Le graphique 2 présente les résultats de cette décomposition, distinguant les effets internes à chaque secteur des effets intersectoriels. On observe immédiatement que c’est l’effet intrasectoriel qui explique la croissance de l’investissement par tête, et ce dans l’ensemble des économies et quel que soit le type d’investissement. Autrement dit, l’explication consistant à dire que le changement structurel s’opèrerait de telle sorte qu’il favorise la croissance de l’investissement par emploi aux Etats-Unis et pas en Europe peut être écartée. Non seulement les structures sectorielles des économies ne sont pas si éloignées les unes des autres, mais surtout la croissance de l’investissement est nettement le résultat d’une intensification de l’investissement au sein des secteurs. Il faut donc comprendre l’origine de l’écart d’investissement US-ZE comme le résultat de comportements d’investissement qui se modifient au cours du temps.

Pour les révéler, nous opérons une autre décomposition, où le taux de croissance de l’investissement par emploi est le résultat du taux de croissance de l’investissement moins le taux de croissance de l’emploi. Ensuite, nous décomposons le taux de croissance de l’investissement comme la somme des taux de croissance sectoriels, pondérés par la part de chaque secteur dans l’investissement total, en début de période. Nous classons l’ensemble des secteurs qui constituent l’économie marchande par type de secteurs comme suit : (i) les Industries de hautes technologies (hors production de TIC) ; (ii) les industries de production de TIC ; (iii) les autres industries, agriculture, eau, gaz, électricité, construction ; (iv) les services à haute valeur ajoutée (hors services TIC) ; (v) les services TIC ; (vi) les autres services. Cette classification nous semble pertinente car elle distingue les activités de production de TIC (qu’ils soient manufacturés ou serviciels), des autres secteurs utilisateurs de TIC comme intrants de leur production.

Le graphique 3 présente les résultats par type d’investissement. Considérons tout d’abord les investissements de R&D. Le cas de l’Espagne peut paraître surprenant par la croissance observée, mais celle-ci est surtout le résultat d’un effet de rattrapage. En effet, comme le montre le graphique 1, c’est en Espagne que l’investissement par emploi est le plus bas tout au long de la période considérée.

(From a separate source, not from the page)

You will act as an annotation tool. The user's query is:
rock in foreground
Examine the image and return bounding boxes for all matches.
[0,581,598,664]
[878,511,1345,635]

Cette croissance est essentiellement portée par les services de haute valeur ajoutée et les industries de « basse technologie ». Concernant les autres pays, la croissance de cet investissement est surtout soutenue par les industries de haute technologie. Ce phénomène est surtout présent en zone euro en général, et en Allemagne et en Italie plus particulièrement. En fait, le différentiel entre les taux de croissance américain et européen (en excluant l’Espagne) est surtout le résultat d’investissements importants des secteurs des services TIC. Nous y voyons surtout les fameuses GAFAM.[3] L’exploitation des bases de données gigantesques conjointement à l’essor de l’intelligence artificielle – et des possibilités impressionnantes qu’elle offre – incitent les GAFAM à investir massivement en R&D afin de tirer le meilleur parti de ces nouvelles technologies.

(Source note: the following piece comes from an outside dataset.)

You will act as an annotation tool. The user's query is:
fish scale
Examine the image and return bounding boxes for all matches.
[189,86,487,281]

La croissance de l’investissement en bases de données et logiciels est surtout due aux secteurs des services en général, quel que soit le pays considéré. Ce qui distingue les Etats-Unis des autres pays, c’est la contribution significative des services à haute valeur ajoutée. Ce constat évoque plutôt l’idée d’une diffusion des TIC à l’ensemble du tissu économique plus rapide aux Etats-Unis qu’en Europe. L’Italie interpelle par la faiblesse du taux de croissance, avec une contribution quasi inexistante des services à la croissance de cet investissement. Le cas espagnol est, encore une fois, l’expression d’un effet de rattrapage, comme l’illustre le graphique 1.

Enfin, la comparaison US-ZE sur les sources de la croissance des investissements en équipements TIC est particulièrement éclairante. Au-delà de la différence en termes de taux de croissance, on remarque que la contribution des secteurs est relativement similaire entre les deux régions du monde, à l’exception des services TIC. En zone euro, la contribution des services TIC à la croissance de l’investissement en équipements TIC reste faible alors qu’aux Etats-Unis, elle est de 4,5 points de pourcentage, expliquant à eux seuls le différentiel constaté. Notre interprétation est que la dynamique spécifique aux investissements en équipement TIC constatée dans la figure 1 est le résultat des investissements massifs des services TIC, c’est-à-dire, pour l’essentiel, des GAFAM. Autrement dit, les investissements immatériels en R&D et en logiciels-Bases de données évoluent de concert avec les investissements matériels en TIC qui les complémentent et les rendent opérationnels voire productifs.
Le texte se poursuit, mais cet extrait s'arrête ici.